In Europe, for example, their pandemic-spurred growth has attracted the ire of city governments. Some of them have even called them a “blight”, which is ironic since the very restrictions these governments enforced enabled dark stores to thrive. But these regulatory setbacks offer startups like Appetito a glimpse of what to expect when 150 dark stores begin delivering store-keeping units (SKUs) numbering hundreds of thousands a day.
But regulatory hurdles are just one of many challenges they will face.
The last-mile question
Digital commerce entrepreneurs often say they are solving “fragmented” buying and selling. That is partly true. When you shop for groceries through Appetito’s app, you don’t have to visit multiple stores yourself.
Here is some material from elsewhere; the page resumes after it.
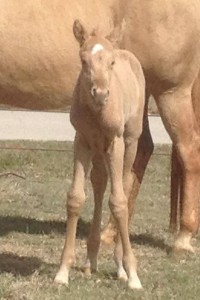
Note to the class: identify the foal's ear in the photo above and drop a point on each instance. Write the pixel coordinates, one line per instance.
(80, 32)
(116, 36)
But there is a different perspective. One that looks at the story of digital commerce as an ongoing attempt to aggregate the act of buying while simultaneously separating the act of buying to an online frontend for ordering and paying for goods, inventory management software and the dozens of motorcycles zipping through traffic to deliver orders.
In other words, digital commerce, especially the quick-commerce variety, is fragmentation on motorcycles.
As pandemic restrictions fade, however, the question at the heart of dark-store powered quick-commerce is changing.
With home deliveries returning to being a convenience instead of a necessity and a brewing economic downturn, the emerging question is, what do customers want? Groceries and home cleaning supplies delivered in 15 minutes? Or groceries bought at the lowest prices?
The best aggregators will win as a population grappling with rising inflation post-COVID interventions tests on-demand grocery startups. One recurring request on Appetito’s Facebook page is for discount codes for the day.
If we can draw on lessons from previous economic downturns in the region, how much “aggregation” will save for the consumer will play a more vital role than how fast the order is delivered. Even Getir is opening its dark stores for nearby shoppers to pick up their orders. In Egypt, offline retail shops are just around the corner.
Mokhtar seems to understand this. He told TechCrunch in an earlier interview, “We’re trying to mix between affordability and convenience. If we’re going to go only for the convenience, which is 10 or 15 minutes, that’s going to be at the expense of affordability,” Mokhtar said. “And this is something we do not seek or even try to scale in Egypt or the countries that we are trying to penetrate going forward.”
If digital commerce is a bet that convenience generates orders, Uber-for-groceries startups will need to show how dark store franchises make the business maths work. Appetito is the leading case study candidate for this in Africa.